Nationalgeographic.co.id—Orange Peel Theory menjadi salah satu tren hubungan di linimasa media sosial TikTok sejak beberapa minggu terakhir. Tren ini mengharuskan pasangan dari pengguna media sosial—baik kekasih, suami, maupun istri—untuk mengupas sebuah jeruk.
Asumsi dari tren Orange Peel Theory adalah apabila seorang pasangan mau mengupaskan jeruk dan menyajikannya, maka rasa cinta yang hadir dianggap nyata. Sebaliknya, seseorang dianggap memiliki rasa cinta yang kurang kuat jika menolak untuk mengupas jeruk.
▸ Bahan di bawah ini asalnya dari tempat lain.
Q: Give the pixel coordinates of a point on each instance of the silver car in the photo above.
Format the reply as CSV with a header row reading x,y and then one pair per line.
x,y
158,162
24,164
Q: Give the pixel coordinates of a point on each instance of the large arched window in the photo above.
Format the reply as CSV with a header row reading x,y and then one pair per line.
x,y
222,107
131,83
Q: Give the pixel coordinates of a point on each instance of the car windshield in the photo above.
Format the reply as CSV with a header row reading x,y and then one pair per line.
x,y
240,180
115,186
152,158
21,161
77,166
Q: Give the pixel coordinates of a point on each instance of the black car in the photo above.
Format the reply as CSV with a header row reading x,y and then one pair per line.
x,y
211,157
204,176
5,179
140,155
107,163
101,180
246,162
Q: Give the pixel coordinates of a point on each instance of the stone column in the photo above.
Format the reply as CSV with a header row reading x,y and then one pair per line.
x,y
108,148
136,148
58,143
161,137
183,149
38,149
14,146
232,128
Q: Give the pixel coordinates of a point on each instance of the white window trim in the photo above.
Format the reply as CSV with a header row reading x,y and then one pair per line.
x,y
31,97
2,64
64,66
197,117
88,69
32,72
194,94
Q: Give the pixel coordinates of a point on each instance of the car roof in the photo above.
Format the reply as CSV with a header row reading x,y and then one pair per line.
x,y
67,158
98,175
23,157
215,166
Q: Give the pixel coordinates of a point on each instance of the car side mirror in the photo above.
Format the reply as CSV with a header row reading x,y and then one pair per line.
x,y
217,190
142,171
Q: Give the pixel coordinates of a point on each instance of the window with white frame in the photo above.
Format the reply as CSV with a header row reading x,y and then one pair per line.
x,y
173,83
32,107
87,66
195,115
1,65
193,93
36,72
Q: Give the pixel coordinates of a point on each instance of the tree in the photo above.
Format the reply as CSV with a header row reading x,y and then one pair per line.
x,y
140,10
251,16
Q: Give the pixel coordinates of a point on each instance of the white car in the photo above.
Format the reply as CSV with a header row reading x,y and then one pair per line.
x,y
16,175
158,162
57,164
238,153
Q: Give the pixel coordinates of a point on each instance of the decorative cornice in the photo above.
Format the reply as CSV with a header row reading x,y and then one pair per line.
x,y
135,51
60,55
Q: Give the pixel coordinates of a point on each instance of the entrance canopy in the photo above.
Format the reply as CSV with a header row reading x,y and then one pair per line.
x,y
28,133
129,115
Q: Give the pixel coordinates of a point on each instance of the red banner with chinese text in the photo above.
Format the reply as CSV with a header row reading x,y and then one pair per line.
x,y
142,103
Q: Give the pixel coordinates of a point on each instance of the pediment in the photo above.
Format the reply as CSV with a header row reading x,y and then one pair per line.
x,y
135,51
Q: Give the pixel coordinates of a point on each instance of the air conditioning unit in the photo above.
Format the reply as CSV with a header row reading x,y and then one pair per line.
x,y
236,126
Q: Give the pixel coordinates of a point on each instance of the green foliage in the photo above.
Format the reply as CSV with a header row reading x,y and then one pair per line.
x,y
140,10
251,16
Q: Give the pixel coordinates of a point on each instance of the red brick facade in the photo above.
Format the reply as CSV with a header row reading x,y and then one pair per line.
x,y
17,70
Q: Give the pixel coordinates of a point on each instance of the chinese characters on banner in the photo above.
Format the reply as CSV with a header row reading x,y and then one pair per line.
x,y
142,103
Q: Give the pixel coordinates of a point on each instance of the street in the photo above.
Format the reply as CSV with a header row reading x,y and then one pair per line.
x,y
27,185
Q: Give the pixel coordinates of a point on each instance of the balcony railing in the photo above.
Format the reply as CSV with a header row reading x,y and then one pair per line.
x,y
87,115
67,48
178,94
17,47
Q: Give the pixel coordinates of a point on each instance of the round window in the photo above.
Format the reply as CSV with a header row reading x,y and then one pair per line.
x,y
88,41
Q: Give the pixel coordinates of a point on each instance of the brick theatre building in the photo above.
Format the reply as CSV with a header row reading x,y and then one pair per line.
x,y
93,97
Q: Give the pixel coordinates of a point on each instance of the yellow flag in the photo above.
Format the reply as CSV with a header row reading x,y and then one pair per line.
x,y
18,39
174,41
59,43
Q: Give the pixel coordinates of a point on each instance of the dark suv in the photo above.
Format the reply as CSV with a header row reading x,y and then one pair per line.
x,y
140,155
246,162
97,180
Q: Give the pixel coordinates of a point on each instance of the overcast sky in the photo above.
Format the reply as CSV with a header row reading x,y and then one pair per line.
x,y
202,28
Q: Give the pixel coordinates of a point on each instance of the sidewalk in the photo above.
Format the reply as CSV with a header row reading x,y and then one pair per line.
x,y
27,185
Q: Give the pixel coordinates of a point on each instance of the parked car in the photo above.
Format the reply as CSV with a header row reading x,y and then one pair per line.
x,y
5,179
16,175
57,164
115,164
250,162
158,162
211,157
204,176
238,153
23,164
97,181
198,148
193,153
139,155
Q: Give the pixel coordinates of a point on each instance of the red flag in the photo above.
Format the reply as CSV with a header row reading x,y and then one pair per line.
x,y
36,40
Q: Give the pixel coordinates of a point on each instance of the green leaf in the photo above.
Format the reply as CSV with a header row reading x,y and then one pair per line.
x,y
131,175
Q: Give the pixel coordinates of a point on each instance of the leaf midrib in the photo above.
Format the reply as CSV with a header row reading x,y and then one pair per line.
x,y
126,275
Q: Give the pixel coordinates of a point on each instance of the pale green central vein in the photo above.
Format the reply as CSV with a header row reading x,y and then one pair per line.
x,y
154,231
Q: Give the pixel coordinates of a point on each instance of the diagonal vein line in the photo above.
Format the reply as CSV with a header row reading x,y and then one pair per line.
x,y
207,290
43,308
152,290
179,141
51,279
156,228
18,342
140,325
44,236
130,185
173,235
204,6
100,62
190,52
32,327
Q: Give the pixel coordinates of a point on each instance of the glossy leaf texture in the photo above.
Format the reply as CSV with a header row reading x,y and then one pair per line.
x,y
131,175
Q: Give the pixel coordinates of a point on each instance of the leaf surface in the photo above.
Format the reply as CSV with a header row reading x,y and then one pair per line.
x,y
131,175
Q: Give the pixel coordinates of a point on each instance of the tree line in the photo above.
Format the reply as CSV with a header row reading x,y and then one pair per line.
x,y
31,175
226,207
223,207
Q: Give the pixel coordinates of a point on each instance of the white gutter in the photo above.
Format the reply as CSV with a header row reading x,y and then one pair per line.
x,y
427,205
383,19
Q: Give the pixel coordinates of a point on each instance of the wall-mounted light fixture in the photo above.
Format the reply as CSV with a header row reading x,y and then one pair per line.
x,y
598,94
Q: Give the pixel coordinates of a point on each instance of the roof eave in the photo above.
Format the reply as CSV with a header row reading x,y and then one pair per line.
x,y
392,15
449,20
Meski tantangan ini terlihat simpel, sebagian warganet menggunakan Orange Peel Theory untuk menilai apakah pasangan mereka mau melakukan hal sederhana tanpa diminta. Umumnya, tes ini banyak dilakukan oleh perempuan kepada laki-laki yang menjadi pasangannya.
Namun pertanyaannya kini adalah apakah permintaan sesederhana mengupas sebuah jeruk menentukan besarnya kasih sayang antar pasangan?
Melansir dari Vox, psikolog dari Universitas Northwestern Alexandra Solomon berpendapat bahwa sebuah hubungan tidak bisa ditentukan dari apa yang seorang pasangan lakukan dan tidak lakukan terhadap sebuah jeruk. Akan tetapi, Orange Peel Theory bisa melihat hal yang lebih dalam dari itu, misalnya keinginan dan ketakutan dalam sebuah hubungan.
Lebih lanjut, dia menambahkan bahwa pertanyaan mendalam di balik Orange Peel Theory adalah tentang kesediaan seseorang untuk berada di sisi pasangannya serta seberapa jauh seseorang ingin atau mau merawat pasangannya.
"Saya menyarankan bahwa para pasangan bisa berbicara satu sama lain tentang keinginan mereka daripada memasang sebuah rangkaian uji coba. Hal yang pasti adalah melakukan tes yang dipublikasikan risikonya adalah rasa malu," ujar Solomon.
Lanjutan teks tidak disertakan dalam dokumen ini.